The NEW Sofirn C8F Triple XP-L W2 w/side e-switch

Probably Mountain Electronics. Richard also has other drivers that he can flash with the D4 firmware.

Kept it. Removed the resistors and LED’s, they share a common ground with the switch. Had the Green Led’s working. looked cool behind the smoked button. Driver would just blink and ramping was screwed. Look at the back of the switch, there are only 3 contacts, 2 switch 1 LED.

Nice review Dale!
Yes I talked with Sofirn and currently I’m waiting for a C8F host and some XP-L2 leds from kaidomain :slight_smile:
I will make some FET+1 driver with Narsil in it.

Can original driver be flash with narsil?

There’s no Attiny 85 on that driver to flash.

Ok thanks forgot to look at picture of driver :person_facepalming:

Narsil needs a specific hardware design to work in addition to the Attiny85. This driver is completely different. Best option might be to replace with a Lexel driver with NarsilM or a MTN ELEC driver with RampingIOS (used on D4 lights). Assuming the emitters can handle it, of course.

I’m not too big of a fan of most of the major players engineering myself. I swear that at times it’s as if they have a minimum of three engineers working on each product demanding that their input be included whether it helps the final product or not. Over-engineered is putting it mildly.

This new light seems like a winner to me. I’ve made a few C8 triples myself over the years using the reflectors out of cheap headlights and they are nice lights to have around but they are a lot of work to make and I can’t make them even close to as cheap as these.

As for the UI, it’s got more going on than most of the local guys I sell/gift lights to want. Outside of us flashaholics most people are more than content with three or four modes so long as they work without flickering. I always try and remember that a ton of people are used to having a flashlight with two modes (on and off, lol) and were perfectly content with them that way. I actually get far more complaints about my lights if I try and go with a UI that is overly complicated to use. People think the light is broken when they can’t get it to do what they want and just try and explain that it’s user error. So you are absolutely correct everyone has their own opinion on what makes a UI the best. If I was giving them my input it would be to also offer the light with a simple four mode, from moonlight to turbo. Maybe something like TomE’s early circular one or even a simple ramping and nothing more.

Great review by the way.

Oh and forgive me if I missed it, but was there any parasitic drain on this light?
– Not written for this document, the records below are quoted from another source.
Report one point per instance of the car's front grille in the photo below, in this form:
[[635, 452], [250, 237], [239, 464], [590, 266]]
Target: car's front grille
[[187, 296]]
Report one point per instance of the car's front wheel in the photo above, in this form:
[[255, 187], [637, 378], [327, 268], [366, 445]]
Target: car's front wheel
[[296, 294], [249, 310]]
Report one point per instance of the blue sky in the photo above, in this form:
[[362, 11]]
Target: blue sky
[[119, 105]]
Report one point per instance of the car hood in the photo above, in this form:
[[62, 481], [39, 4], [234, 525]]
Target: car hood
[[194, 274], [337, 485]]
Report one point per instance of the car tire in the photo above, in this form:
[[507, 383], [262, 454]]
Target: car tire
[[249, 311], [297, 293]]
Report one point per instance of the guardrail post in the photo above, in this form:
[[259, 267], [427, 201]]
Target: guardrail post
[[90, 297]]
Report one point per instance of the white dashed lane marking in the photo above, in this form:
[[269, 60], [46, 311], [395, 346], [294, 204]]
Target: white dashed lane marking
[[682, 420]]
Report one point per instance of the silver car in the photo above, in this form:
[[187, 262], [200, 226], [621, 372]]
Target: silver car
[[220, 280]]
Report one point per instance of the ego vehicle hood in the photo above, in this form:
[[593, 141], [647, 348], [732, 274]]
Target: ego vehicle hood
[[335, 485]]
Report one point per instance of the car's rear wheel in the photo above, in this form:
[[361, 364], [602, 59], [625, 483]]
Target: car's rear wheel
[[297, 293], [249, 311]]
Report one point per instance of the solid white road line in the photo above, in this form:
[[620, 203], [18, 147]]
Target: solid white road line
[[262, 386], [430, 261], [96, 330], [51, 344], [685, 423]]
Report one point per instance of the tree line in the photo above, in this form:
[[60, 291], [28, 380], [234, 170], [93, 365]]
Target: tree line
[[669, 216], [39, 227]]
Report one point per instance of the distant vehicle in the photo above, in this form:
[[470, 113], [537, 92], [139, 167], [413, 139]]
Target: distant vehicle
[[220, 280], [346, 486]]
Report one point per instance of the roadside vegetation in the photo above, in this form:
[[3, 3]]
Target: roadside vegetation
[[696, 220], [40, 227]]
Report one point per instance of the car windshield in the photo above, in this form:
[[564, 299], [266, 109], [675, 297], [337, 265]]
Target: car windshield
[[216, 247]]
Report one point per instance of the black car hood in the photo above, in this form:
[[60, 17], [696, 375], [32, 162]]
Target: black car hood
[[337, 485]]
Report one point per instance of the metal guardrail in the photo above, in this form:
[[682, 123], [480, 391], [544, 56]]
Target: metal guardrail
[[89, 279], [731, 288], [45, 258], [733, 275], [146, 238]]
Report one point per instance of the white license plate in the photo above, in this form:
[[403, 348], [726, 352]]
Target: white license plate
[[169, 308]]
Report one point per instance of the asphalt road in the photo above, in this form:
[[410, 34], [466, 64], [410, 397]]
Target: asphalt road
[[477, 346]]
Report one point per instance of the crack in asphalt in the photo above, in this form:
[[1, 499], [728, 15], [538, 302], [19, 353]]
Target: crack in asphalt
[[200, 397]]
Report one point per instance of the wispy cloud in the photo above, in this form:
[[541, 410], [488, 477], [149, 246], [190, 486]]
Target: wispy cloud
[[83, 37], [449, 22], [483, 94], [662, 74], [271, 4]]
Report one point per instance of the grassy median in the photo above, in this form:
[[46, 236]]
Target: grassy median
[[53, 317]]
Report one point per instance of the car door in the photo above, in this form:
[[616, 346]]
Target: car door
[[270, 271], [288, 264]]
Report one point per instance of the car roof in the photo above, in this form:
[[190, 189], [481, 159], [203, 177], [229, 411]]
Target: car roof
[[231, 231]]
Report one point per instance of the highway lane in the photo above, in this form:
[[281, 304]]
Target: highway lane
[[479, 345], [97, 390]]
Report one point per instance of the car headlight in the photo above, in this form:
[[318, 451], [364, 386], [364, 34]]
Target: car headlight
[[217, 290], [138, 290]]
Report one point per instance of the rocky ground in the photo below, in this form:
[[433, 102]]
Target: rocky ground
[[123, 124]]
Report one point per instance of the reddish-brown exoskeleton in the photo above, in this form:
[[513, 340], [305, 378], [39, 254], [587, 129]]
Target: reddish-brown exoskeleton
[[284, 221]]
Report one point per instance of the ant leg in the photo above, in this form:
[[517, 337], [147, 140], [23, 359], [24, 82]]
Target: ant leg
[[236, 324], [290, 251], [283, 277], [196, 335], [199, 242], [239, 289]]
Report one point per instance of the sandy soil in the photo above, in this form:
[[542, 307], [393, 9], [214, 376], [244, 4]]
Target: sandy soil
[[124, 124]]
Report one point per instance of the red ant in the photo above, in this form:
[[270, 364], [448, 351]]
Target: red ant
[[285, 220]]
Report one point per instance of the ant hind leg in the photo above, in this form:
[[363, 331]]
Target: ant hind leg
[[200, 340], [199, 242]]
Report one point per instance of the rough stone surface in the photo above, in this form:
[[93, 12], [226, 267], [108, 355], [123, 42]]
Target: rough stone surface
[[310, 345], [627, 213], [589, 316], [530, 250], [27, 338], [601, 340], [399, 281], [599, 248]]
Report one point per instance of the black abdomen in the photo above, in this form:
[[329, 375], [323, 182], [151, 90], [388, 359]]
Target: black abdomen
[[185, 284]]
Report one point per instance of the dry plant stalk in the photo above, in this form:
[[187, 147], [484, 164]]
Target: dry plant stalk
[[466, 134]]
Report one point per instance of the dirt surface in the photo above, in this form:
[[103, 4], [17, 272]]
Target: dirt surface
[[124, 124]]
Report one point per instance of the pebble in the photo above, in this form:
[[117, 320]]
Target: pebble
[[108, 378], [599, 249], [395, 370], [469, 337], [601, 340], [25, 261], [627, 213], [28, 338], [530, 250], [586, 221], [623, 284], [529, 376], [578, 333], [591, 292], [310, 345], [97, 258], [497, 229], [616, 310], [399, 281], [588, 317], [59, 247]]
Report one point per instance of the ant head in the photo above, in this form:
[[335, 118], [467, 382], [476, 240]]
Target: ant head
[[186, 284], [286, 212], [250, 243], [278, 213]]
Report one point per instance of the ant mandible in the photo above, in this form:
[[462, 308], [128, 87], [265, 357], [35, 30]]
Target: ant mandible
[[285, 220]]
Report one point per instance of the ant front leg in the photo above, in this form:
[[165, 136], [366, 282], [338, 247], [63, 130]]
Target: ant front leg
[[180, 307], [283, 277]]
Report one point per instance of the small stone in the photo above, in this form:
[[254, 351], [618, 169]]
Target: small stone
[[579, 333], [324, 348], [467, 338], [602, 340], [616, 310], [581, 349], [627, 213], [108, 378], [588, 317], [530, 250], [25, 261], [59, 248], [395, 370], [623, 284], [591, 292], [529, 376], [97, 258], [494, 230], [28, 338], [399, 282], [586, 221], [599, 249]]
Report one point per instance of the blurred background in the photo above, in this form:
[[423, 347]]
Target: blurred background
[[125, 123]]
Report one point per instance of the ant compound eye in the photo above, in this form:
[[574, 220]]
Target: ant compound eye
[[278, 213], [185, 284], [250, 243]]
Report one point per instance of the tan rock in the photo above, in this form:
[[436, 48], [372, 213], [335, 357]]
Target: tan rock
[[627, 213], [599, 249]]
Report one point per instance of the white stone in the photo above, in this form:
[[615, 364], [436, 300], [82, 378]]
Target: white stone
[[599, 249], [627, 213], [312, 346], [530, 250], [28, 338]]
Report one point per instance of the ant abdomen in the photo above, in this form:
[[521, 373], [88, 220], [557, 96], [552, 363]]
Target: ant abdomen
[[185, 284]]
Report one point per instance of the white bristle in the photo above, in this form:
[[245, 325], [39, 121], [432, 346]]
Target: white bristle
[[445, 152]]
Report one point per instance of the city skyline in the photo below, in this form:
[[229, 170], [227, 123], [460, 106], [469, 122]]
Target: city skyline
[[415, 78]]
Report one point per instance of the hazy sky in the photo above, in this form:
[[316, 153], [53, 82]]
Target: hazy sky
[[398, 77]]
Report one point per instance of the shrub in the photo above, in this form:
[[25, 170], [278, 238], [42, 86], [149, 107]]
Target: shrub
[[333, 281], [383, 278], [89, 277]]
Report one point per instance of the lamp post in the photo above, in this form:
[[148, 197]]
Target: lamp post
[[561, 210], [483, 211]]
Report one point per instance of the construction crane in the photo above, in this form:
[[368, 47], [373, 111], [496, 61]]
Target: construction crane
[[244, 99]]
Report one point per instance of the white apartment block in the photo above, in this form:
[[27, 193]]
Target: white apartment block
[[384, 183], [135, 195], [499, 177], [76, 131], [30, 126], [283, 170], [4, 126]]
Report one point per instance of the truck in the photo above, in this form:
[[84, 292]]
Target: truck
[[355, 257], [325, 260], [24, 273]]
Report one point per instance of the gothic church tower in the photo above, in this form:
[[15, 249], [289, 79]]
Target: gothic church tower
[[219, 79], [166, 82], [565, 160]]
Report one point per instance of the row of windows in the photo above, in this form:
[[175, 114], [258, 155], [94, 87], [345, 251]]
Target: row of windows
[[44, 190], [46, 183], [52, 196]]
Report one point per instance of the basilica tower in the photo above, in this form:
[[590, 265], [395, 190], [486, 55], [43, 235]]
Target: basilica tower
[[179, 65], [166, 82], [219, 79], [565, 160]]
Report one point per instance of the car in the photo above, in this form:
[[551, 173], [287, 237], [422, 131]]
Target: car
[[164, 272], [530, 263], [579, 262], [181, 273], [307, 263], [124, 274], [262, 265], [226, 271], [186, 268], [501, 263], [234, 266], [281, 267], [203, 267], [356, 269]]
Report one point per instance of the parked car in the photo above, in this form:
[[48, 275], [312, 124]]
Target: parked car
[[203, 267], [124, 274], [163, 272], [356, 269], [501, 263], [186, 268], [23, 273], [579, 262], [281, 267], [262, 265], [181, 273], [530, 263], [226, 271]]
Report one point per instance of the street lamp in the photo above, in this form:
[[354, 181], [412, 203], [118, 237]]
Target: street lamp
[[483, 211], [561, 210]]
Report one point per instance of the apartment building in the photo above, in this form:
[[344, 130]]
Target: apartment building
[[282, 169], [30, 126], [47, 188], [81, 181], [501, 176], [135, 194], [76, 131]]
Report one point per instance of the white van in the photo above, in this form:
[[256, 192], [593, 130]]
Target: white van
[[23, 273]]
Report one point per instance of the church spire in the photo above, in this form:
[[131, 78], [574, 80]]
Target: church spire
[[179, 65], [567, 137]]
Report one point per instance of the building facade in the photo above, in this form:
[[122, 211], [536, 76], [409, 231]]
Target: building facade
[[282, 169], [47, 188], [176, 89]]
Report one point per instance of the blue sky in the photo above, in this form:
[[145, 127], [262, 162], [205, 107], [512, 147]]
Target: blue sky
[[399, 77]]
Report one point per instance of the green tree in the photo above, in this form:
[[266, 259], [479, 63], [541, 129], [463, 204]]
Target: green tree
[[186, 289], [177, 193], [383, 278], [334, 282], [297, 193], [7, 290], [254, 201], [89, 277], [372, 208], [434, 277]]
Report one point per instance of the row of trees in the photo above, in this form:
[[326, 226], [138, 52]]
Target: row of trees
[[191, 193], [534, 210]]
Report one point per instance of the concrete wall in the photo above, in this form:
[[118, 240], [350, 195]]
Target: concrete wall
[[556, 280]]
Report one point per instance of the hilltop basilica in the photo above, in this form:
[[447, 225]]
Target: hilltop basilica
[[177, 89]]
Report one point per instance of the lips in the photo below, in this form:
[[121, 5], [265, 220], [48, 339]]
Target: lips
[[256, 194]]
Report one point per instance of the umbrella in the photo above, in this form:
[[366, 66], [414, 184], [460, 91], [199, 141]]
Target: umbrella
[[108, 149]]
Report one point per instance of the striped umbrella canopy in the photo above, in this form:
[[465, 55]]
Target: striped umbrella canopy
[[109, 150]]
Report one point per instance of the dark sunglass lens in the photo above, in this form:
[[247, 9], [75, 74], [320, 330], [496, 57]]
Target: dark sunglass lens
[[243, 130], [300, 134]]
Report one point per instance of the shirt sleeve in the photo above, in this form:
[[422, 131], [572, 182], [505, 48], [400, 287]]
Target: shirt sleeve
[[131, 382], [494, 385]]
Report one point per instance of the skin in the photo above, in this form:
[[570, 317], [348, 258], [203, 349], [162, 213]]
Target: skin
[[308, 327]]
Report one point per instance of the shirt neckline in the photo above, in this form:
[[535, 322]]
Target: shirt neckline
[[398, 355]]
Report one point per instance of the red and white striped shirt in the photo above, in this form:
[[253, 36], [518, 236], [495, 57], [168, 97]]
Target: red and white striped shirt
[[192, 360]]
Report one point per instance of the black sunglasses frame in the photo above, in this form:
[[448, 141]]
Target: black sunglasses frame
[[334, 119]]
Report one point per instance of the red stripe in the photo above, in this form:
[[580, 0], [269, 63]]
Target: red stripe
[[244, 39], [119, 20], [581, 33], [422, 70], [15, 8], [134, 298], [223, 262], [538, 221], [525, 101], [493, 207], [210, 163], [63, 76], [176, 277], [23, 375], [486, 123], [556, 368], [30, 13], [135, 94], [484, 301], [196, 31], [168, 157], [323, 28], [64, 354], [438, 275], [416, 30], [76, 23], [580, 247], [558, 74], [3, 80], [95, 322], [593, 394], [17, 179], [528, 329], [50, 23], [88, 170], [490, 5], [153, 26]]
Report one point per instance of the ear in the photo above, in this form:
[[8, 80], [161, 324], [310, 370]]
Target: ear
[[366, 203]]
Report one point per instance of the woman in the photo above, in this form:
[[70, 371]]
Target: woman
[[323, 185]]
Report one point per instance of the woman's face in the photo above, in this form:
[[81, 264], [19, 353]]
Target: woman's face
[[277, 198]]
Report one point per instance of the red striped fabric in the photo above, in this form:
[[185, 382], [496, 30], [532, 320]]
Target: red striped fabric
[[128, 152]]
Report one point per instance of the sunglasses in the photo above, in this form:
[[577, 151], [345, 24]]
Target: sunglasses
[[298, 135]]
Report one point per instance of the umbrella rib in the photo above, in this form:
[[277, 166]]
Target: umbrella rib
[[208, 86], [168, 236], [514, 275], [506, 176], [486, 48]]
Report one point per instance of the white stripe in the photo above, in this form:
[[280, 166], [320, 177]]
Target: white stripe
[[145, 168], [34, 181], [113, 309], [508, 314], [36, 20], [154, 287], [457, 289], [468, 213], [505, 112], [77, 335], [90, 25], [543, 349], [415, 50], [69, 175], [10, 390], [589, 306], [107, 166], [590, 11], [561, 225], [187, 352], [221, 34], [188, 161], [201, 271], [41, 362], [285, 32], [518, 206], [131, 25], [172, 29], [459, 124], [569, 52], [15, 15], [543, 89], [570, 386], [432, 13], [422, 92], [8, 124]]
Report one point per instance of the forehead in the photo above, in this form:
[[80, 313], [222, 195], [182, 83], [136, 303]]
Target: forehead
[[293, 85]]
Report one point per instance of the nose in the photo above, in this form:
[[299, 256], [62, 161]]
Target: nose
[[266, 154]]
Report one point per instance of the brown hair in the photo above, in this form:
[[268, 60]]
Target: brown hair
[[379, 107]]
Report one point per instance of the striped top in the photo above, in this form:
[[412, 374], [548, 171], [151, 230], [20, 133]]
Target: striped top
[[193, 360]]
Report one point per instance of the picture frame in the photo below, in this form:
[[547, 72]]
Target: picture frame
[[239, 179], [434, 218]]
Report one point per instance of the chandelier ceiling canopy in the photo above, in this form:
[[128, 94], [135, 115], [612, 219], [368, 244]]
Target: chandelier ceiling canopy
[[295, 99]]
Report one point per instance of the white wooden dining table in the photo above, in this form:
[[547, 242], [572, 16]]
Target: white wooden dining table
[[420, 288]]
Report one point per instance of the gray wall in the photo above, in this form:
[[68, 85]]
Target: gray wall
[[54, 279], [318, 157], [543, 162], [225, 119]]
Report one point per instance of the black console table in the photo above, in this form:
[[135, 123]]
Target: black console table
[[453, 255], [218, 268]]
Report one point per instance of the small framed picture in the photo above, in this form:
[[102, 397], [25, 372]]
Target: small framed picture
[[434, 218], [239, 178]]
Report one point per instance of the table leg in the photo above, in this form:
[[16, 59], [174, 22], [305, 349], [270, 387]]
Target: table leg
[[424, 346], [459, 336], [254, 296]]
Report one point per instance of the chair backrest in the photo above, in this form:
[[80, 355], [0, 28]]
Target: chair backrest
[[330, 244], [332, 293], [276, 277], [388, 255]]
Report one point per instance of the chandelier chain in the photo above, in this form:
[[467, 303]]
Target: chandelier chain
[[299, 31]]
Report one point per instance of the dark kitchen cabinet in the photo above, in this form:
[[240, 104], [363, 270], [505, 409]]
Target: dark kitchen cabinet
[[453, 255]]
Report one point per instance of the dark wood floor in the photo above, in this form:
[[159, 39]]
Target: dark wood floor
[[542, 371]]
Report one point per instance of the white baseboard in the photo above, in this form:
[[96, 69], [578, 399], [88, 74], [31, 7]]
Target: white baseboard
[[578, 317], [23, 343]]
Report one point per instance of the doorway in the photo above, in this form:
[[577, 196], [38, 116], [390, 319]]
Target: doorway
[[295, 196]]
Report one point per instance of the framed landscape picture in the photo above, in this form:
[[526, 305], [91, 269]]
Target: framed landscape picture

Yah, well, tell that to my C8 army… Sometimes they make me nervous.

(I’m surrounded.)

Great now you gave me one more thing to be paranoid about.

LOL

LOL LOL LOL :+1:

To be honest, I don’t remember how to check for parasitic drain. :blush:

meter inline, or pass through meter between power supply.
May be a better way but that is what I have done. :blush:
Not all meters have mA or less capability.

Yup. I’ve been wanting the measure the parasitic drain on my illuminated tailcaps but unfortunately my DMM’s resolution for amps doesn’t go that low. For that reason I’ve been debating about picking up one of the ZT102 that I see codes popping up for around $10. It supposedly measures down into the uA range.

Excellent review thanks! I’m also reviewing this hope to have it done soon.

I used a Mastech multimeter set at 20m? or 20u? and it showed between 9.8 and 10.7, is that the milliOhm’s?

I also removed the pcb in the tail cap and pulled the spring from it, removed the small gauge wire bypass and soldered the spring onto a copper disc, put a 20ga wire bypass in. And it made no difference in the lumens readings. So the stock pcb and spring/bypass are as good as it gets. :wink:

Ok, so whatever this means that’s how much parasitic drain it has. :wink:

Oh, I also filed the anodization off the end of the head and also cleaned it off the shoulder on the battery tube, so the ground path is direct in that tight junction…. the end of the battery tube doesn’t quite seat down onto the shelf around the driver. This effort produced just about as much gain as the copper in the tail cap, in other words, nothing. Still makes the same output as before I did all that. :stuck_out_tongue:

(Essentially, in other words, they already have it working great and most of the tricks and tweaks produce nil.)